Notoriously, Rebel Moon was supposed to be a Star Wars movie, but that didn’t work out for reasons I can’t possibly imagine. Netflix decided to let Zack Snyder have at it anyway. They gave him a budget and let him loose. I feel like saying “let loose” gives too lofty an impression of this flick’s aspirations. Snyder’s idea of creative liberation is to liberally rip off visuals and vibes from every other SFF property under the sun, including his own. I honestly can’t tell you how it all feels like ripping off instead of homages or well-worn tropes. It’s really like looking at a mosaic of formative cinema moments that gave teenage Zack Snyder a boner, peppered in with a few fascist bondage machines.

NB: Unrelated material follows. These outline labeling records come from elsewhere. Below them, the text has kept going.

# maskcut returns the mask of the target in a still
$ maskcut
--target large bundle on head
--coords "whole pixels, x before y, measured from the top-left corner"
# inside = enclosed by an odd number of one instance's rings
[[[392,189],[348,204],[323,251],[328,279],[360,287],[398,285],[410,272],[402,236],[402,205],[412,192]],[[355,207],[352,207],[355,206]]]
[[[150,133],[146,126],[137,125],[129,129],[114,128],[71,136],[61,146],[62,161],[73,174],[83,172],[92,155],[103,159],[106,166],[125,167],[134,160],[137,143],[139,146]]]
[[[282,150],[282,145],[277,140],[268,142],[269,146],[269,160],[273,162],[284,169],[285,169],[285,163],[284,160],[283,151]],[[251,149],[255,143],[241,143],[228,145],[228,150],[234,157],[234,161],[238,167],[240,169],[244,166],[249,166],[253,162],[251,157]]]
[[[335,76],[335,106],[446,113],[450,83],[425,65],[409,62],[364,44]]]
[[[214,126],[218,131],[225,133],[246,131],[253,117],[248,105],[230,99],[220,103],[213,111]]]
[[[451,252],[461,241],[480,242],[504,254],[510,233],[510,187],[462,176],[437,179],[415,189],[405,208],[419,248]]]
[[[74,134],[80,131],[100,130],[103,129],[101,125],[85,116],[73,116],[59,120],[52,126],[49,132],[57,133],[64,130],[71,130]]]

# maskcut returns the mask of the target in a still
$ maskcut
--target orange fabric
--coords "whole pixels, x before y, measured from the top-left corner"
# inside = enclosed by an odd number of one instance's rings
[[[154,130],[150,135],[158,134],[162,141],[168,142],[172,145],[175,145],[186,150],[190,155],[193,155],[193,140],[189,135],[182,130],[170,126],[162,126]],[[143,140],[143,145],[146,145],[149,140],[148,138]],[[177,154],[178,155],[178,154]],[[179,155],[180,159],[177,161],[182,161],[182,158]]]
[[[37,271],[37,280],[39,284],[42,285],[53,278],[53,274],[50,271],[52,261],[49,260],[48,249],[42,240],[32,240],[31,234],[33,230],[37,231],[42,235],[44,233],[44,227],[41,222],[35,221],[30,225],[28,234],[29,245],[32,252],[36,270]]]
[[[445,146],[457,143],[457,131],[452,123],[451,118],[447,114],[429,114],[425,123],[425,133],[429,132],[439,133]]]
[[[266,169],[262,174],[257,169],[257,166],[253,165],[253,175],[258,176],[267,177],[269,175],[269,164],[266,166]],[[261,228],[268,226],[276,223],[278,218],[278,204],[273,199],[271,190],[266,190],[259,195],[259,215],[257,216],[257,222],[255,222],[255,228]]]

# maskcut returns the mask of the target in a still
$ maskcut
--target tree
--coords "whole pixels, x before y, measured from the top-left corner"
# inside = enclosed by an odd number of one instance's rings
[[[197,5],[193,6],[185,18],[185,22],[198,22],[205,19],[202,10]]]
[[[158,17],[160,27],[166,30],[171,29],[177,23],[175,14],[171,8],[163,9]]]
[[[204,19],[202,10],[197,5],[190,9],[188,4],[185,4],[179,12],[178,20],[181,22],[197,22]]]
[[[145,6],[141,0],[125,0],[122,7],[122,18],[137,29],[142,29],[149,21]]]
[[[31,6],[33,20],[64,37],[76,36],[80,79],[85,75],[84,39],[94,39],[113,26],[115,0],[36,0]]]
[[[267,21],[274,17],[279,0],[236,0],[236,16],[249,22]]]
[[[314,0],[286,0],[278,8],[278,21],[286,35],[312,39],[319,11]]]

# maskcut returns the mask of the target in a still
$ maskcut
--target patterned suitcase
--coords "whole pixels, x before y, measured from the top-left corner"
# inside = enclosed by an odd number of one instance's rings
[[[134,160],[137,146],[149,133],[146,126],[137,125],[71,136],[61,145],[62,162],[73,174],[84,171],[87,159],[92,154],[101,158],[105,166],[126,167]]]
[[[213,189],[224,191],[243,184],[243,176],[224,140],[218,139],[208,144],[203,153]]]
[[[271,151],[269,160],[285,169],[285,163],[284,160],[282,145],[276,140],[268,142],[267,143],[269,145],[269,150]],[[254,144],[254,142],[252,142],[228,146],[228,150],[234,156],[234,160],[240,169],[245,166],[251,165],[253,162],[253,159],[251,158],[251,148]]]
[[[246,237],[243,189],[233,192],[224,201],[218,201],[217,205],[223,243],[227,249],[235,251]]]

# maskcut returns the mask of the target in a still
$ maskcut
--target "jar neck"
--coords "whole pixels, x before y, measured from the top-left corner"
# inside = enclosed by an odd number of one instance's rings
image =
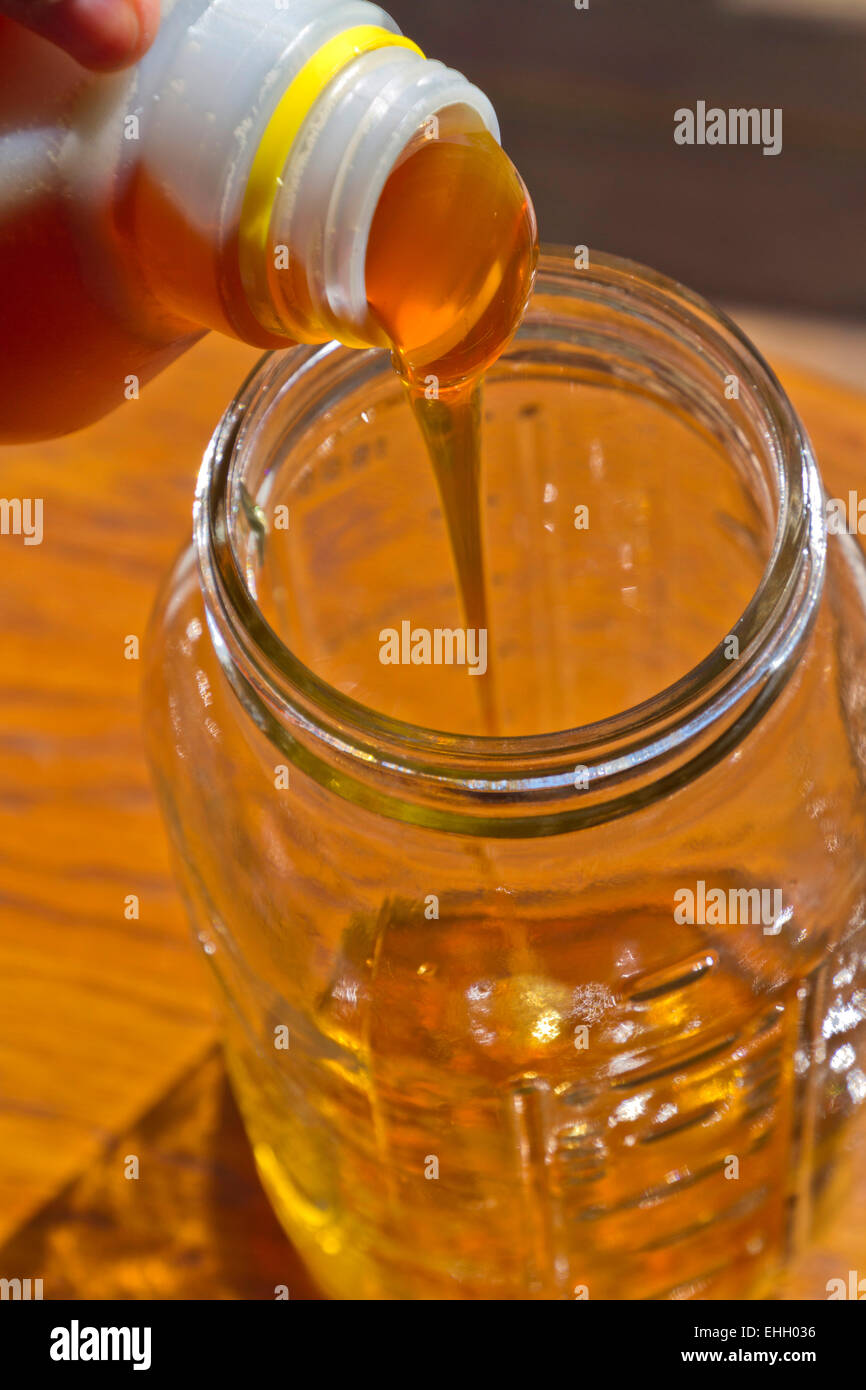
[[[630,815],[727,758],[784,689],[817,613],[826,534],[809,443],[770,368],[709,304],[630,263],[545,256],[535,297],[493,371],[582,354],[587,373],[616,368],[738,442],[774,539],[763,578],[730,637],[674,685],[592,726],[538,737],[480,738],[389,719],[306,669],[264,620],[250,559],[254,506],[272,468],[268,438],[334,409],[384,354],[336,345],[267,359],[224,417],[203,463],[196,543],[211,637],[249,716],[310,776],[382,815],[470,835],[530,838]],[[738,382],[724,399],[724,382]],[[279,420],[279,427],[275,421]],[[277,435],[274,434],[274,438]]]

It feels mostly like Star Wars. The spirit is in the right place: little guys deserve not to be brutalized by the big fascist empire. Okay. We’ve given the traditional Hero Cycle to a woman, whose extraordinary power is self-awareness so she can monologue exposition like, “I’m a war orphan. I don’t feel like I deserve love.” Not a direct quote, mind you. It takes a few pages of script to get the same point across.
Sofia Boutella gets a SFF bingo by appearing in a Star Wars-like property, having already earned nerd boners through an excellent performance in my favorite of the NuTrek movies, the James Bond-like Kingsman property, and Tom Cruise’s inferior version of The Mummy. Honestly, someone give this woman a good screenplay. She’s so hot and she deserves it. Her earnest attempts to redeem Snyder & Co’s clunky dialogue is worth a slow clap. Imagine what she could do with real material.
Boutella’s Fascist Dyke haircut runs away with the movie. Every time they flash back to her Vico Ortiz-like undercut, I am reduced to zoo animal sounds.
Djimon Hounsou shows up as General Titus, the Tit-tastic Chunk of Rippling Man Meat who has gotten ripped as hell in his gray years. Zack Snyder said “I need Daddy Hotness” and Hounsou ripped off his shirt to soar to his rescue. I didn’t even recognize him at first because he’s so tanked and dusty in this movie. But once they oil him up, I’m like, omg it’s Djimon Hounsou. I want to motorboat his mitties.
Speaking of motorboatable mitties, this was my introduction to Staz Nair, whose primary role in Rebel Moon was featuring in the James Cameron’s Avatar portion. He befriends a hippogriff named Buckbeak in order to prove he shouldn’t be enslaved on Tattooine anymore, and flies away to have an exciting, tribally coded adventure connecting him with Buckbeak. The sequence concluded with Buckbeak slaughtering the slaver, so like I said, Snyder’s heart is in the right boner. I mean, right place. Did I mention Staz Nair earns a shirt with his freedom, but actually it’s some blanket thing he tosses around his shoulders to ensure his nipples always have a view of the action? C’mon Zack Snyder, we all see what you’re doing.
Meanwhile, Michiel Huisman is not Diego Luna from Rogue One; Ed Skrein in Nazi gear is not Domnhall Gleeson as Hux. The little town of horny Irish people is not on Tattooine. All the slow motion action scene jumps aren’t revisiting the glistening mantitties of 300. That spider lady is not a Drow. The scrappy team does not travel to the Prancing Pony. Hux’s rebirth is not The Matrix. Anthony Hopkins is not an assassin droid from The Mandalorian doing a Scavenger’s Reign subplot. The climactic battle on the floating structures is neither the end of Emperor Strikes Back nor the end of Disney’s Atlantis. Charlie Hunnam is not signing up for a two-movie contract. Etcetera.
It’s kind of a disaster of overlong clunky dialogue that actors *try* to make work, and when we all realize that it won’t, it can’t, it never will, you just have to sit back and muse on how many opportunities Zack Snyder created for a bunch of really hot people to be in sexy action/sexy torture situations. And then you have to love the bad aging makeup for the villain at the end. You have to! If you don’t love it, you don’t love fun. I bet you don’t even like it in k-dramas where they flash back to high school and put fully adult actors in a wig and school uniform.
I hope my tone makes it clear that I enjoyed the hell out of this, and I think it’s the kind of bad where it loops around to good and then back to bad, where it remains, simply terribly *bad*. My sibling and I had so much fun yelling at the movie. My husband felt like his time was *so* very wasted. I noticed in the trailer for the second movie that the Fascist Dyke Haircut is coming back so I’m definitely planning on watching it.